Netflix annonce “des vidéos inédites”, issues des archives de l’ATF et du FBI, notamment filmées au sein de son groupe de gestion de crise, qui négociait avec David Koresh, des images d’actualité jamais diffusées aux États-Unis, et des enregistrements sonores des conversations du FBI avec Koresh. Autre argument : “une technologie visuelle d’avant-garde” pour des reconstitutions en 3D du site – avec un réalisme bluffant si l’on en croit la bande-annonce ou des images aériennes des lieux reconstitués, comme si elles étaient filmées par des drones. La bande-annonce suggère aussi une dramatisation digne d’un thriller d’action.
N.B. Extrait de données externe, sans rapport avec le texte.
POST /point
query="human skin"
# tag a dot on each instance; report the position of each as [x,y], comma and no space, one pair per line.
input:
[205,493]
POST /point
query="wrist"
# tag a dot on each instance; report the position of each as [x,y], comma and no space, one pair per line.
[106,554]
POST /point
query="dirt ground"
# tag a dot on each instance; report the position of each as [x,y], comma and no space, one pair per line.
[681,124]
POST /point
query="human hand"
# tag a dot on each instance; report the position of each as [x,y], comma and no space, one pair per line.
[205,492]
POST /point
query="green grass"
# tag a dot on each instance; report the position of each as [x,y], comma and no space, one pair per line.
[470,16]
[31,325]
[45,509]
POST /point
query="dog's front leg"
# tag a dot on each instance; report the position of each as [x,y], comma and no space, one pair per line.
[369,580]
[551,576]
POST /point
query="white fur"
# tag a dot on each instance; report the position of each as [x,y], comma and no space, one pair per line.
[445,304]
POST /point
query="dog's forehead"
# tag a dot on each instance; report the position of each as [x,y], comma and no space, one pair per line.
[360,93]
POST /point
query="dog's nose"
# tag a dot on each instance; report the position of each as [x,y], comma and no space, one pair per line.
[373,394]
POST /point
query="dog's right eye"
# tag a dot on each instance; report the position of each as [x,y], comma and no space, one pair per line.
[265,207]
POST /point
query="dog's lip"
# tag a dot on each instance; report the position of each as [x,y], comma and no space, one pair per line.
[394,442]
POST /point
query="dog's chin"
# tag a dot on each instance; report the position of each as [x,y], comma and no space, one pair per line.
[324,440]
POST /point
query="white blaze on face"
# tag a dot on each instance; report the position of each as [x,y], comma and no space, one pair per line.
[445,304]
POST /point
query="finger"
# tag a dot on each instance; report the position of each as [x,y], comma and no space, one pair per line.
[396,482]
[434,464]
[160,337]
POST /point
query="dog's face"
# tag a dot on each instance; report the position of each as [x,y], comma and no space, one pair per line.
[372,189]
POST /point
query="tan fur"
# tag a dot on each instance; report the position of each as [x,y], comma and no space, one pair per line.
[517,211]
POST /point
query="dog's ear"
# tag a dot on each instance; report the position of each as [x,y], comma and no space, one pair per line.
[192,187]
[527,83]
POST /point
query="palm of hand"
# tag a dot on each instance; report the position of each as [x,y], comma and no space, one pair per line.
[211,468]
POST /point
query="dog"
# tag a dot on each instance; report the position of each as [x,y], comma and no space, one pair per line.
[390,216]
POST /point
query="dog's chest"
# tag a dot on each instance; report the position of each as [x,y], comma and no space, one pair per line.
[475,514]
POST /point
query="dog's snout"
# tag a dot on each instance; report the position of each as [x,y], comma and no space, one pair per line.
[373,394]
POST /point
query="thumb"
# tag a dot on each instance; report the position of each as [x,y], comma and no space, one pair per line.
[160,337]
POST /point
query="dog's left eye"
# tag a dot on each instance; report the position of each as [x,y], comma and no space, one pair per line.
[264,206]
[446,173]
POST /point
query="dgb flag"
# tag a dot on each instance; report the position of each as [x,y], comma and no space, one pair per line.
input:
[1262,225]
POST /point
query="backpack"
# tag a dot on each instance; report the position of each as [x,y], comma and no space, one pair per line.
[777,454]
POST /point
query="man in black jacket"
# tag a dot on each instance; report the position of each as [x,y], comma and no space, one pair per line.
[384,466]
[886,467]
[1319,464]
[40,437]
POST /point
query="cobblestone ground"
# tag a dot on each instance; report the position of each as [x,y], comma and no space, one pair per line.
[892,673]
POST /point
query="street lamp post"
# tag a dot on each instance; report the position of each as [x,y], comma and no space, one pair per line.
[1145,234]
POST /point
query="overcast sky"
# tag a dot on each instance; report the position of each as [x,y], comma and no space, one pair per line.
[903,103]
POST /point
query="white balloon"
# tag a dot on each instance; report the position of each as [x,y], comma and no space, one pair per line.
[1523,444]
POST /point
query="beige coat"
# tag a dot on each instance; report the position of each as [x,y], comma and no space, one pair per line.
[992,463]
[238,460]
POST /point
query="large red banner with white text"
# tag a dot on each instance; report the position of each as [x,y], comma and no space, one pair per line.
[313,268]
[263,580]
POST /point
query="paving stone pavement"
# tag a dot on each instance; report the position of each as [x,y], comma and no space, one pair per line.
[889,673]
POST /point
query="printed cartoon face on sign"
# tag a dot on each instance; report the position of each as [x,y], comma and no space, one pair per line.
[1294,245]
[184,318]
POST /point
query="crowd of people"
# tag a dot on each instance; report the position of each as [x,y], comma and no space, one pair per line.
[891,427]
Mais encore ? “Plutôt que d’attribuer des responsabilités, nous avons essayé de traiter l’affaire d’un point de vue profondément humaniste, en nous concentrant sur ce que ressentent les gens de tous bords lorsqu’ils sont pris dans les griffes de l’histoire.” Dans ses entretiens promotionnels, le réalisateur Tiller Russell, coutumier des séries documentaires – on lui doit Le Traqueur de la nuit : Chasse à l’homme en Californie – répète un mot en boucle : “humaniser”. Il a voulu “humaniser” tous les protagonistes encore en vie qu’il a rencontrés, ex-agents de l’ATF et du FBI, négociateurs, membres de la secte (ou leurs enfants devenus adultes), même, si l’on en croit la bande-annonce, le sniper qui a tiré sur Koresh.
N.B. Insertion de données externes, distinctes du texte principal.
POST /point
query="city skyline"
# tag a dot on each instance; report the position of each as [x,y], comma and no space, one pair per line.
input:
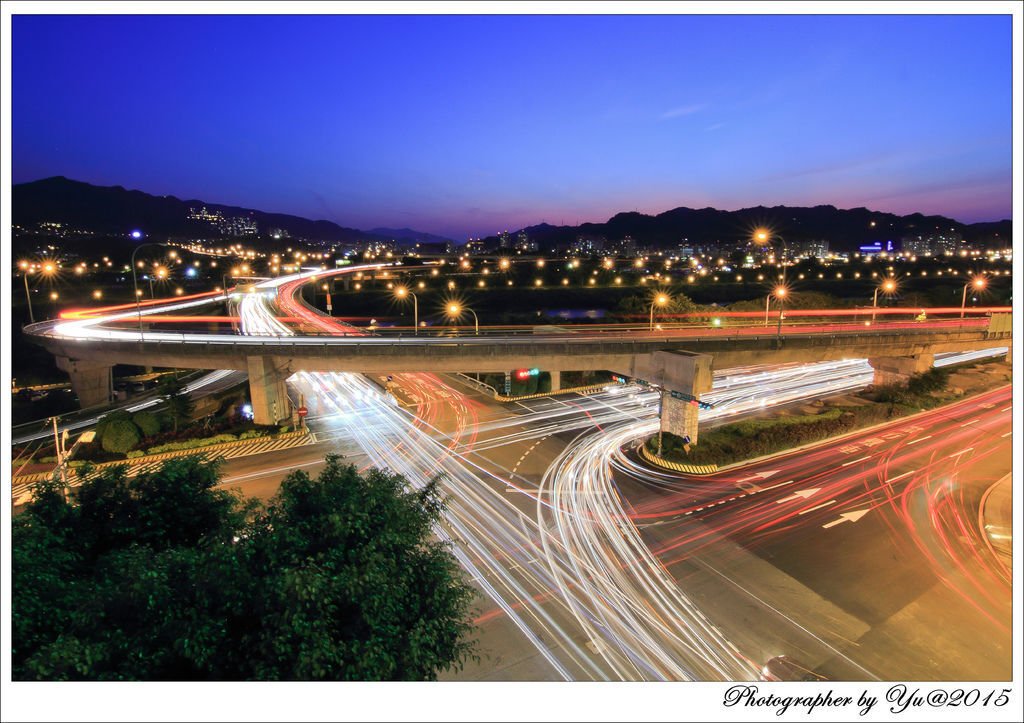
[470,149]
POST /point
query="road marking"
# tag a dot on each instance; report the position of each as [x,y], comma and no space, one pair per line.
[830,502]
[759,475]
[800,494]
[780,484]
[846,517]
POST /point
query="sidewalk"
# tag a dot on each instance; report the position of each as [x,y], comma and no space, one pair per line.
[996,518]
[22,485]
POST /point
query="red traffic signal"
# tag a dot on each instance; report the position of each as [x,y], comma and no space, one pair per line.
[524,374]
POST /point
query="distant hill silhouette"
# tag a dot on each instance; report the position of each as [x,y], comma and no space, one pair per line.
[844,228]
[115,210]
[409,235]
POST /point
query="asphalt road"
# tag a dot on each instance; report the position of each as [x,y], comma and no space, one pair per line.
[862,557]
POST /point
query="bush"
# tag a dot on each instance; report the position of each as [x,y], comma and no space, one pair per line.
[190,443]
[116,416]
[120,435]
[147,423]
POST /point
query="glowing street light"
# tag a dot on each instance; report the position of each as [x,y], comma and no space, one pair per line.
[455,311]
[779,293]
[978,283]
[401,292]
[26,270]
[888,286]
[134,280]
[659,300]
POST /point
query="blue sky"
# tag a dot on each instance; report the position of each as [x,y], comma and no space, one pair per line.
[470,125]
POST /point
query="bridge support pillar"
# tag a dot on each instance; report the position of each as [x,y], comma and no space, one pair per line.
[90,381]
[689,375]
[898,370]
[267,391]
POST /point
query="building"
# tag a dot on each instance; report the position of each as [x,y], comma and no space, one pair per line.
[933,244]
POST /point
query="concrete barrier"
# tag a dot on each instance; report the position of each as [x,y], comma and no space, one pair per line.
[677,466]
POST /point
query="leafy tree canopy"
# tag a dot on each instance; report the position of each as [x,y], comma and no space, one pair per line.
[165,577]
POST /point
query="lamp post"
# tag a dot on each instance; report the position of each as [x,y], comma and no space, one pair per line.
[455,310]
[660,300]
[134,282]
[888,286]
[765,236]
[979,284]
[780,293]
[28,297]
[401,292]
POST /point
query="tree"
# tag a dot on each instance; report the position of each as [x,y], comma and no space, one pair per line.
[120,435]
[147,423]
[176,399]
[165,577]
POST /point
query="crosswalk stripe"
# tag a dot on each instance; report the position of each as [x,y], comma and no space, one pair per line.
[22,485]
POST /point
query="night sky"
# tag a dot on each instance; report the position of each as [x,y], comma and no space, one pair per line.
[475,124]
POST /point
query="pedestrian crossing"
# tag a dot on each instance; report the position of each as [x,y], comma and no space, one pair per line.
[22,487]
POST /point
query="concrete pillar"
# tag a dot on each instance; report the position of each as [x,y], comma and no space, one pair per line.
[267,391]
[679,417]
[689,375]
[90,381]
[898,370]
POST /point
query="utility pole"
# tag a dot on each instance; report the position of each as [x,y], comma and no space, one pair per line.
[58,447]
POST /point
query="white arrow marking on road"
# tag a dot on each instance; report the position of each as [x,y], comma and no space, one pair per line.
[780,484]
[818,507]
[798,495]
[759,475]
[847,517]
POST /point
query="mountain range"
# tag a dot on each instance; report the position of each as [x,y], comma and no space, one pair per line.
[845,229]
[115,211]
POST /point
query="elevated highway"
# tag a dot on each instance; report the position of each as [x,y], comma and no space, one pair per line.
[680,358]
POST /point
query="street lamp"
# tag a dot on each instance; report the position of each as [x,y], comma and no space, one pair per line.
[780,293]
[659,300]
[26,270]
[134,280]
[888,286]
[978,283]
[765,236]
[401,292]
[455,311]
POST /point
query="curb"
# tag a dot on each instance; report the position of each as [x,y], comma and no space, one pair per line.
[567,390]
[677,466]
[37,476]
[808,445]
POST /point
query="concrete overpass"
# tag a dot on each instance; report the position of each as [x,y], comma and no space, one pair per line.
[676,359]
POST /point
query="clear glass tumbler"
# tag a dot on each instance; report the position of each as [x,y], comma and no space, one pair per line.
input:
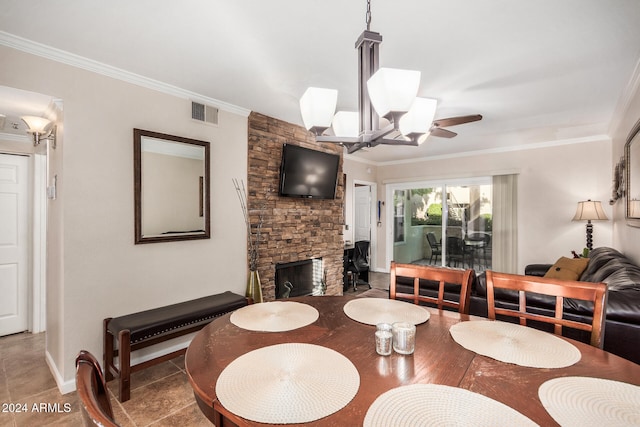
[404,337]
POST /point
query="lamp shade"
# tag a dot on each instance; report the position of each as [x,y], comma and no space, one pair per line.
[589,211]
[36,124]
[393,90]
[317,107]
[419,118]
[346,123]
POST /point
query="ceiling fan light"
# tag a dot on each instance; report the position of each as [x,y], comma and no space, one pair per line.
[36,124]
[393,90]
[420,116]
[317,106]
[346,123]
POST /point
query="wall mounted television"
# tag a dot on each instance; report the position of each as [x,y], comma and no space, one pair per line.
[308,173]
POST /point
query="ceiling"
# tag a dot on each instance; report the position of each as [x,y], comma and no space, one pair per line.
[540,72]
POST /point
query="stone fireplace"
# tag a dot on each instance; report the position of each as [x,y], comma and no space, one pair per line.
[299,278]
[293,229]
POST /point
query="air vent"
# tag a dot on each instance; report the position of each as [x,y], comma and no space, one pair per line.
[204,113]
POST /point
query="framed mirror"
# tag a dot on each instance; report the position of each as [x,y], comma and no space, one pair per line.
[171,187]
[632,169]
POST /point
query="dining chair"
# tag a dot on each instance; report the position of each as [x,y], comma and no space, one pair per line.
[435,246]
[443,276]
[560,289]
[92,391]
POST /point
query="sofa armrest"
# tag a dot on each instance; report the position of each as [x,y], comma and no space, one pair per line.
[537,269]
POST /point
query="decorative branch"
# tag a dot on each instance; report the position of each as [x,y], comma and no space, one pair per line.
[253,238]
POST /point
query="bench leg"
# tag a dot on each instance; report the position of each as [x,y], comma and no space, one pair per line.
[108,350]
[124,358]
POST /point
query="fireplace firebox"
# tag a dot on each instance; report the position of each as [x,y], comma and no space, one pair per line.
[300,278]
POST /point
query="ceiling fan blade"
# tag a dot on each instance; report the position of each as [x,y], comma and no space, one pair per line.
[453,121]
[442,133]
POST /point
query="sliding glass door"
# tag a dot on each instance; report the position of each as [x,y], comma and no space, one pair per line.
[442,223]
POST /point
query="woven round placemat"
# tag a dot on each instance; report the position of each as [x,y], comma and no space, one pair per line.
[377,310]
[275,316]
[440,405]
[585,401]
[512,343]
[288,383]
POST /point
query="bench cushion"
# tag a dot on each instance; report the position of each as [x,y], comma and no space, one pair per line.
[151,323]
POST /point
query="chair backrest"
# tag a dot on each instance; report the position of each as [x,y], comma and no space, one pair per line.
[442,275]
[455,245]
[560,289]
[361,251]
[92,391]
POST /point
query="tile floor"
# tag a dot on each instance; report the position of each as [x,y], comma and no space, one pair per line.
[160,395]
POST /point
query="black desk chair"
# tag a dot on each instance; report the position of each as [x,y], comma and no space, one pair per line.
[359,264]
[436,247]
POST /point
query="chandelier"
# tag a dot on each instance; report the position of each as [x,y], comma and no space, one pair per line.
[389,112]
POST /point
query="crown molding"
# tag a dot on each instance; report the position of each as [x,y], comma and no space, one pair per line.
[58,55]
[628,94]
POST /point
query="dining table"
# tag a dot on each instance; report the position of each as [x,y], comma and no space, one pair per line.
[437,359]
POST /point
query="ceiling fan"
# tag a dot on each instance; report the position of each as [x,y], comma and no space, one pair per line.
[438,125]
[385,95]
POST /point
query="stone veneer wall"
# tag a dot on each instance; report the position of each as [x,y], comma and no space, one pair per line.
[293,229]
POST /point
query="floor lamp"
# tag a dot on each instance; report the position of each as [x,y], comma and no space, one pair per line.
[590,211]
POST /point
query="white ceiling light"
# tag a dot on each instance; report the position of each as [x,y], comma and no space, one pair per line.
[384,93]
[417,121]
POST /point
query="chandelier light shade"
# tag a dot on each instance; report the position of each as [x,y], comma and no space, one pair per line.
[590,211]
[345,123]
[317,106]
[392,90]
[418,119]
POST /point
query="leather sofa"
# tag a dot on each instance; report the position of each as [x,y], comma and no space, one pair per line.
[622,327]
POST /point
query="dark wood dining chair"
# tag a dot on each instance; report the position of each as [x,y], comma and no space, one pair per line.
[443,276]
[560,289]
[92,392]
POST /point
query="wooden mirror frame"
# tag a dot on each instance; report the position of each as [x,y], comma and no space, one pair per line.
[205,202]
[632,175]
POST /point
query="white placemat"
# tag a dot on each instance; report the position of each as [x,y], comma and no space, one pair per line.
[275,316]
[513,343]
[288,383]
[584,401]
[440,405]
[377,310]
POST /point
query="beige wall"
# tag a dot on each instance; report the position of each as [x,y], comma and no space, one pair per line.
[626,238]
[551,181]
[94,268]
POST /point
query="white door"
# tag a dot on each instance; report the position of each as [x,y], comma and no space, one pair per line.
[362,208]
[14,217]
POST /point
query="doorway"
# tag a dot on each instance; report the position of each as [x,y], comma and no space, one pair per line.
[15,247]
Lors d’un entretien récent à une chaîne texane, Russell évite soigneusement tout jugement sur Koresh et la secte. Sa ligne consiste à prendre en compte les fautes fatales, des deux côtés, qui se sont combinées pour créer la tragédie. Pas sûr qu’on puisse en tirer les leçons pour l’avenir dans des États-Unis où milices et sectes s’arment toujours plus et plus lourdement.